Prenumeration
ViaCon Group AB (publ) (“ViaCon”, or the “Issuer”) announces that, pursuant to a written procedure initiated on 21 August 2025 in respect of its EUR 100 million Senior Secured Callable Floating Rate Bonds due November 2025 with ISIN SE0016844617 (the “Bonds”), the requested extension to the maturity date and further amendments to the terms and conditions of the Bonds (the “Terms and Conditions”) have been approved.
The quorum and majority requirements required to approve the Proposal (as defined in the Notice) as set out in the notice of written procedure dated 21 August 2025 (the “Notice) have been met. Subject to the satisfaction of the Conditions Precedent (as defined in the Notice), the Terms and Conditions will be amended to, inter alia, extend the final redemption date of the Bonds by 30 months to 4 May 2028 and partially redeem EUR 5.75 million of the Bonds pro rata at par.

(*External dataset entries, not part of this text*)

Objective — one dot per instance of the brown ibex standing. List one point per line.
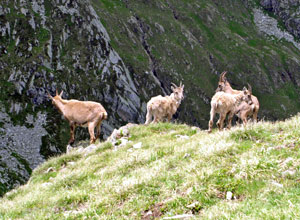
(225, 86)
(80, 113)
(226, 104)
(159, 106)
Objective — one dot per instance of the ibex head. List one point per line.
(222, 82)
(247, 94)
(177, 91)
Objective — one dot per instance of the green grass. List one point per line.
(168, 174)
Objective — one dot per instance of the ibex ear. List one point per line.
(50, 97)
(222, 77)
(249, 88)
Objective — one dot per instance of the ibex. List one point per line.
(80, 113)
(227, 104)
(160, 107)
(225, 86)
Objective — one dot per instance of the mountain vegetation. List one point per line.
(121, 53)
(166, 170)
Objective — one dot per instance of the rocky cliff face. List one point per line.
(49, 45)
(288, 11)
(121, 53)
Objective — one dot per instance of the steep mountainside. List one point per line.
(121, 53)
(170, 171)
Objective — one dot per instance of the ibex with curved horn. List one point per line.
(80, 113)
(160, 107)
(245, 110)
(227, 104)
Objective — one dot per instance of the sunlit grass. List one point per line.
(176, 166)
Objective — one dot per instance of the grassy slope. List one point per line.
(169, 173)
(207, 36)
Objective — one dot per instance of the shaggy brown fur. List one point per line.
(226, 104)
(160, 107)
(225, 86)
(80, 113)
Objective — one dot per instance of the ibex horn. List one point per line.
(173, 84)
(249, 88)
(49, 94)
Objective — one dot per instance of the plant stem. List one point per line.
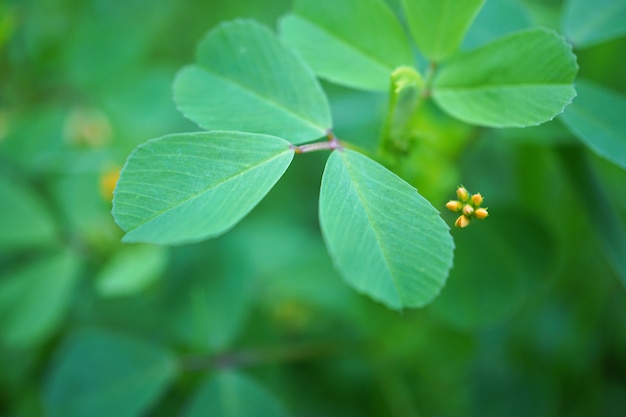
(259, 356)
(331, 144)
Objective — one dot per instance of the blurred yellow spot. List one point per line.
(108, 181)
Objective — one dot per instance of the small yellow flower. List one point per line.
(468, 210)
(462, 221)
(463, 194)
(481, 213)
(469, 207)
(454, 206)
(476, 200)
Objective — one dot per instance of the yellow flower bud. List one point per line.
(477, 200)
(462, 222)
(454, 206)
(463, 194)
(481, 213)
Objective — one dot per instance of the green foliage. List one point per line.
(230, 394)
(597, 118)
(131, 270)
(246, 80)
(35, 298)
(356, 43)
(124, 377)
(438, 27)
(25, 221)
(296, 310)
(585, 26)
(183, 188)
(385, 238)
(511, 84)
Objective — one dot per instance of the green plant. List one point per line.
(257, 321)
(385, 238)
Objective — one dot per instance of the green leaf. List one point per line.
(131, 270)
(25, 220)
(209, 313)
(102, 374)
(586, 24)
(188, 187)
(245, 79)
(35, 298)
(230, 394)
(519, 80)
(438, 27)
(496, 264)
(597, 118)
(608, 225)
(384, 238)
(495, 19)
(356, 43)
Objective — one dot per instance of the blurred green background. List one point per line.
(532, 321)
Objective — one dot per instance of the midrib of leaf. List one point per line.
(213, 185)
(374, 59)
(266, 99)
(378, 241)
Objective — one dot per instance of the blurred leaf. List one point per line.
(519, 80)
(131, 270)
(103, 374)
(34, 298)
(356, 43)
(188, 187)
(609, 227)
(245, 79)
(597, 118)
(230, 394)
(209, 310)
(25, 220)
(438, 27)
(385, 239)
(495, 19)
(585, 24)
(495, 264)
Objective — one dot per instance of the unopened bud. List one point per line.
(481, 213)
(454, 206)
(463, 194)
(462, 222)
(477, 200)
(468, 210)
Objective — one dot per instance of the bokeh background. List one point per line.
(532, 321)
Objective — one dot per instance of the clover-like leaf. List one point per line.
(188, 187)
(596, 117)
(519, 80)
(384, 238)
(356, 43)
(245, 79)
(438, 27)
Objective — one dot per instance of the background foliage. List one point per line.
(531, 321)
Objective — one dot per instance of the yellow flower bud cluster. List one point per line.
(469, 207)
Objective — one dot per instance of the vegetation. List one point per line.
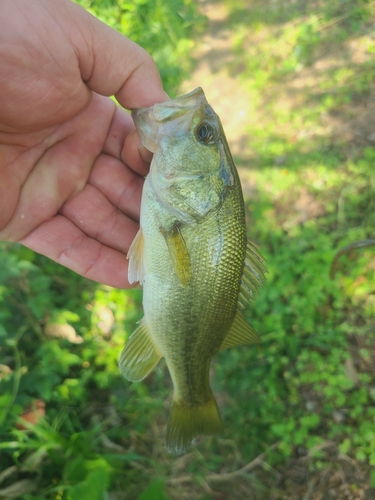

The amendments to the Terms and Conditions will become effective upon satisfaction of the Conditions Precedent (as defined in the Notice) including, inter alia, the injection by FSN Capital Fund V of a shareholder contribution of EUR 12.5 million into ViaCon.
The payment of the Consent Fee (as defined in the Notice) is conditional upon satisfaction of the Conditions Precedent (as defined in the Notice).
A further description of the amendments to the Terms and Conditions and the conditions to their effectiveness is contained in the Notice, which is available at the Issuer’s website (www.viacongroup.com) and the agent’s, Nordic Trustee & Agency AB (publ), website (www.nordictrustee.com).
For the purpose of the written procedure, DNB Carnegie Investment Bank AB has acted as debt adviser to the Issuer, Gernandt & Danielsson Advokatbyrå KB has acted as legal advisor to the bondholders and White & Case Advokat AB has acted as legal advisor to the Issuer.